Inside the Old French root converser is the idea of “verser,” to occupy oneself. But in converser, two occupy themselves together. Verser also, of course, refers to the turning lines of verse. As the poem summons up conversations in the past (my favorite being the first meeting of Paul Celan and Nelly Sachs), the drawings limn the circumstances. Because North American publishers McClelland and Stewart/Random House Canada and Knopf USA have followed Michaels’ and Eisenstein’s initial mockup (helped by the deft hand of designer C.S.Richardson), the visual art attains an almost psychic sync with the poetry, and vice versa.
The end result is a majestic solemnity achieved by fluid interplay. Yet there also lingers a simple sense of two artists at play. Michaels’ lines range from two words to the long stretch across the page. Eisenstein’s lines define the angles of gazes in the multitude of portraits from Kafka to Akhmatova. As a material entity, I’d call it a 21st-century book, one in a new stream of cherished built-book-objects (think Anne Carson), branching off the river of books that soon will simply be e-. Poetry, with its limited but shining audience, as well as this audience’s insistence on a tactile, indeed, a kinesthetic reality, strikes me as the place where such 21st-century book innovations will flourish.

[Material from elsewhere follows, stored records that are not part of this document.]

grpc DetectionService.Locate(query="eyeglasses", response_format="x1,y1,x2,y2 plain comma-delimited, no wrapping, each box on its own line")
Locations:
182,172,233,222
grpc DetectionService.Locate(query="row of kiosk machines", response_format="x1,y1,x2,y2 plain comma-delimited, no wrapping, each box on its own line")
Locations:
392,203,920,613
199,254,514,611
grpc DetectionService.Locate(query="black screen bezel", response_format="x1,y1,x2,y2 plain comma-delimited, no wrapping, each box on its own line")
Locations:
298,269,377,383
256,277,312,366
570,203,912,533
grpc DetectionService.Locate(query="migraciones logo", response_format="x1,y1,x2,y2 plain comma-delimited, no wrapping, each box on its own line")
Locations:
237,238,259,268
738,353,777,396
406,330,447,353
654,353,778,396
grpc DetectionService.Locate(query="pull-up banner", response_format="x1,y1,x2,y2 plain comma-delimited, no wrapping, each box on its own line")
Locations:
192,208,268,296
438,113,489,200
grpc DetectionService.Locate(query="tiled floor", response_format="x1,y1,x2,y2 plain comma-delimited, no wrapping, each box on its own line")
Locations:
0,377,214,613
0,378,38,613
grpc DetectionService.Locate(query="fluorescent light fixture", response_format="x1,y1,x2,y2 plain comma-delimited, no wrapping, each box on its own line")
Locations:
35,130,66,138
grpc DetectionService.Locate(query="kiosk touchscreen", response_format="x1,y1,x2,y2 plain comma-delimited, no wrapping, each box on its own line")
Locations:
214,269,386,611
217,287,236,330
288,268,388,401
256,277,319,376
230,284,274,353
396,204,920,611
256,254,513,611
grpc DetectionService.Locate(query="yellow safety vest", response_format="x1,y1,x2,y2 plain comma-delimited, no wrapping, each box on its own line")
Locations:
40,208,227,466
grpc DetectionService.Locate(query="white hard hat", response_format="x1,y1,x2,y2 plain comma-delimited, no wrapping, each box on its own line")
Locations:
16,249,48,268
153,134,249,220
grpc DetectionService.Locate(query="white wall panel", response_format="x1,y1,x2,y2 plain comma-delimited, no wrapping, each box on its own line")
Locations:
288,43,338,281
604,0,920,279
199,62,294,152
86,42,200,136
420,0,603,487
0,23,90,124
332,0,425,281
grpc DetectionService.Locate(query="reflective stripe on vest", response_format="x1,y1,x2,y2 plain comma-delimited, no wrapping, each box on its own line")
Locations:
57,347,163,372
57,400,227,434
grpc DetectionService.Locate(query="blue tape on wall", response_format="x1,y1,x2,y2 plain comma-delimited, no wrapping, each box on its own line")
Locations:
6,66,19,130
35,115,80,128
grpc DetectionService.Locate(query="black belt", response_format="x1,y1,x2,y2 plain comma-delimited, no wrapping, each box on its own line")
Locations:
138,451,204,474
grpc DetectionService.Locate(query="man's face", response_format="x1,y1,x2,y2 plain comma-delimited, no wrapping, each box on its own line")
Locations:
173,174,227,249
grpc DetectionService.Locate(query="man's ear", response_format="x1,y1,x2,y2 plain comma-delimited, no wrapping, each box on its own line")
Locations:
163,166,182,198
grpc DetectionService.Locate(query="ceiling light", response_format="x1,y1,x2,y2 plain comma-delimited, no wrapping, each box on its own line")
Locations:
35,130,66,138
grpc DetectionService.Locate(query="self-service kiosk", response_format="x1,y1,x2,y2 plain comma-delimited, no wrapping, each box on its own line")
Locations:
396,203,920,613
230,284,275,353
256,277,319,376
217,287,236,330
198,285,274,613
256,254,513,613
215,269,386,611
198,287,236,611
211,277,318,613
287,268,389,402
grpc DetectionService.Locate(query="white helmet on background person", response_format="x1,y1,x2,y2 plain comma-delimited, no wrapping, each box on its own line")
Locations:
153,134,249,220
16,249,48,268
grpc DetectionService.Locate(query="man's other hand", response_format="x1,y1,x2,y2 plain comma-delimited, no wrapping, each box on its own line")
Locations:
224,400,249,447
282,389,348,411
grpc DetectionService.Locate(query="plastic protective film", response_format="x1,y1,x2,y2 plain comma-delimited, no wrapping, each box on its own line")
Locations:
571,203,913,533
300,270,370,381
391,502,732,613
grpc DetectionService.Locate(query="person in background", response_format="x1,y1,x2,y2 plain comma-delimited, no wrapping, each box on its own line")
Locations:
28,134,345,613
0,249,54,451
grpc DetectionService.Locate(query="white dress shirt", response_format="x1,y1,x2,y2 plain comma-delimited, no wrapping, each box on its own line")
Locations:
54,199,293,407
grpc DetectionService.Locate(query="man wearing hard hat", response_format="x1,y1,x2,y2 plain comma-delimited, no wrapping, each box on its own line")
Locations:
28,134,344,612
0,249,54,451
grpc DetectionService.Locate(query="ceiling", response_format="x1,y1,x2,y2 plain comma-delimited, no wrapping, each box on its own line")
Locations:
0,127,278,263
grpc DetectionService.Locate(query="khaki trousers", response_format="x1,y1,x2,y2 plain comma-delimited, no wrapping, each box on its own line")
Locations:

Correspondences is covered in a sleeve of a somber but velvety charcoal color that reflects the rich sobriety of the poem and portraits. One cover contains Eisenstein’s portrait of “Tereska” a refugee child photographed by Chim. The other is embossed with these thematic lines from Michaels’ stately elegy:not two to make one,
but two to make
just as a conversation can become
the third side of the page
“I think what this particular collaboration did,” Anne mused, “was to allow a conversation. It was company. Companionship.”